The Internet Controlled Message Protocol, ICMP, is a very simple way for network devices to quickly exchange some basic information. The ping tool uses ICMP to check if a host is online and available for connectivity. You point ping to an IP or DNS address and it will send small packages with a request that they be echoed back. ping will immediately report its results. Network ports allow a single IP address to be used for multiple purposes. They can also be used to make it harder for unauthorized users to gain access to your resources.

Becoming familiar with standard and non-standard networking ports

There are, by accepted convention, three kinds of network ports. Well known ports, that we'll explore in a minute; ICANN registered ports that have been reserved for specific commercial protocols; and dynamic ports that are available for anyone to use on an ad hoc basis. All well known ports fall between ports one and 1,023. ICANN registered ports can lie between 1024 and 49,151. Dynamic ports start at 49,152 and continue up to the highest port number, 65,535. You must be aware of these rules to avoid conflicts or security vulnerabilities. When you address traffic to a host using a non-standard port, they'll need to specify the port after a colon that follows the address itself. If a single address is host to more than one service you may have to specify which service you're after.

This host can be used for either HTTP or FTP access. Technically speaking you should have to add a port like 80 or 443 to web addresses that you visit, but your browser will usually do that for you invisibly.

As advertised, we'll now look at some of the more common well known ports. The LPIC exam expects you to be familiar with the function of each of these. Port 20 is used for FTP file transfers, while 21 is for FTP data control. Port 22 is used by SSH, which is something you'll definitely need to know if you plan to set up virtual private networks, VPCs, on Amazon's AWS. 23 is used by Telnet, bear in mind that while Telnet is still useful for certain temporary and local functions it is inherently insecure and is not appropriate for most purposes.

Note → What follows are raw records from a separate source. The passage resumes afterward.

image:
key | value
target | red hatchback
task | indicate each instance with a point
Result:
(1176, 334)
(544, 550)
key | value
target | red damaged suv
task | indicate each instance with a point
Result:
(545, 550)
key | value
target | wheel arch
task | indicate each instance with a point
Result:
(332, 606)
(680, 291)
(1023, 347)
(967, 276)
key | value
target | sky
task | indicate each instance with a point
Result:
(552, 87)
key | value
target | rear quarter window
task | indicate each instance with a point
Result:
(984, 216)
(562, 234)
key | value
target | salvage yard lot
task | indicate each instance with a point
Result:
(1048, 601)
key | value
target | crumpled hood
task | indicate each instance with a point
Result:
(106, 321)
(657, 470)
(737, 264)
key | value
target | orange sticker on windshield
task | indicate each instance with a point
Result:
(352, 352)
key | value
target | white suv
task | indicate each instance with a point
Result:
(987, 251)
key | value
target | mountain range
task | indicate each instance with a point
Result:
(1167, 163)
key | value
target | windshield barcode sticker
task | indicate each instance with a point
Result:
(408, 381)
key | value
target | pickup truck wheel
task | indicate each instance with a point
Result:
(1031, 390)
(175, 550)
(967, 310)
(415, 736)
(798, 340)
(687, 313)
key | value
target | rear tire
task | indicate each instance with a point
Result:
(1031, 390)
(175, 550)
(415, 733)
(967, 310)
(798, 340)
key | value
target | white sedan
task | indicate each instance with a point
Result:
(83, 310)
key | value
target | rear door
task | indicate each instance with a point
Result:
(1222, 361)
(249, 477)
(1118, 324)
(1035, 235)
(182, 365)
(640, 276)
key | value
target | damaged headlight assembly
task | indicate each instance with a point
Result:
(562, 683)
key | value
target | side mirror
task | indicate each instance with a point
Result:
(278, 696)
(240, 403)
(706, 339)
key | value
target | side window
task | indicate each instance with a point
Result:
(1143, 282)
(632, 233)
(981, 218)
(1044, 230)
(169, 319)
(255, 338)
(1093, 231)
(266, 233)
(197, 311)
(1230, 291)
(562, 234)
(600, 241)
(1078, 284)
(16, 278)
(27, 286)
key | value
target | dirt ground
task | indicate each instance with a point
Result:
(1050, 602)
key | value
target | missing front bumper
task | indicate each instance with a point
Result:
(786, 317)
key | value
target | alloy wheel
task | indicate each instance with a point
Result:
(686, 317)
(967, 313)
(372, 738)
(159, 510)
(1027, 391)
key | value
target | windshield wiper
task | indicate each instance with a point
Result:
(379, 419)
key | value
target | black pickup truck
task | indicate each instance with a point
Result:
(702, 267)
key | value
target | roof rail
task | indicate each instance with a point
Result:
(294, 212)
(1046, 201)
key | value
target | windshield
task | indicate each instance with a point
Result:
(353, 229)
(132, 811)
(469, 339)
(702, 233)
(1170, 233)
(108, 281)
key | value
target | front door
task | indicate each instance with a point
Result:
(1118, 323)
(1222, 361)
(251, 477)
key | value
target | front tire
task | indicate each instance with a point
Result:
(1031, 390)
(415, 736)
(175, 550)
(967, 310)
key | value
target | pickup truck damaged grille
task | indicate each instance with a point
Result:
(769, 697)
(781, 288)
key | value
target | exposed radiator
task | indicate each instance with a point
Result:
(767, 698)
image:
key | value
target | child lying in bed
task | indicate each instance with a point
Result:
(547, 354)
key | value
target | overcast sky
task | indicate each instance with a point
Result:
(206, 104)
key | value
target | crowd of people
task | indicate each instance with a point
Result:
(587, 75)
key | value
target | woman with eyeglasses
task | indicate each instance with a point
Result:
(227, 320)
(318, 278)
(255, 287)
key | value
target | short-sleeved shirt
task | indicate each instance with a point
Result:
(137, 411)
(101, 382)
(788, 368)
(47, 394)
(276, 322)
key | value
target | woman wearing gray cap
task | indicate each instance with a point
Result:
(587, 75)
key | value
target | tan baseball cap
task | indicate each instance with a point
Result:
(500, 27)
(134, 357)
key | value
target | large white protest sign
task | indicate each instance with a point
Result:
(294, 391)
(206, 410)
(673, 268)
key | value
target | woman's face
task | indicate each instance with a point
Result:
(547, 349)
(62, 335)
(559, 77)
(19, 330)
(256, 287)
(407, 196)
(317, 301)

Port 25 is set aside for SMTP, the Simple Mail Transfer Protocol. 53, is a port used for domain name service, DNS. A fact that explains why AWS named its DNS service Root 53.

80, is for insecure HTTP traffic. The kind that for now at least makes up the majority of web traffic. There is currently a growing movement to convince all website administrators around the internet to switch their sites to secure HTTP or HTTPS, which as we'll see in a minute uses Port 443. Port 110 is for the POP3 post office protocol for retrieving email messages over a TCP/IP connection. 123 is used by NTP, Network Time Protocol. 139 is for NetBios, which controls local communications at the session layer. The Internet Message Access Protocol, IMAP, uses Port 143. IMAP, like POP3, allows for the retrieval of email messages. 161 is used by Simple Network Managing Protocol SNMP, a protocol for managing devices on IP networks. SNMP activity can be controlled by SNMP trap, which uses the next port up, 162. Port 389 is used for LDAP, Lightweight Directory Access Protocol. 443 is, as we mentioned earlier, for secure HTTP traffic and 465 is for Sysco's URL Rendezvous directory. Port 514 when accessed using the UDP protocol is often monitored for system data by Syslog. Since UDP is unreliable its usage now recommends using TCP, supporting Transport Layer Security, TLS, on Port 6514. Port 514 can also be used over TCP for automatic authentication for shell session. Port 636 is used for secure LDAP using SSL. 993 is for secure IMAP, IMAP-S and 995 is for secure POP3.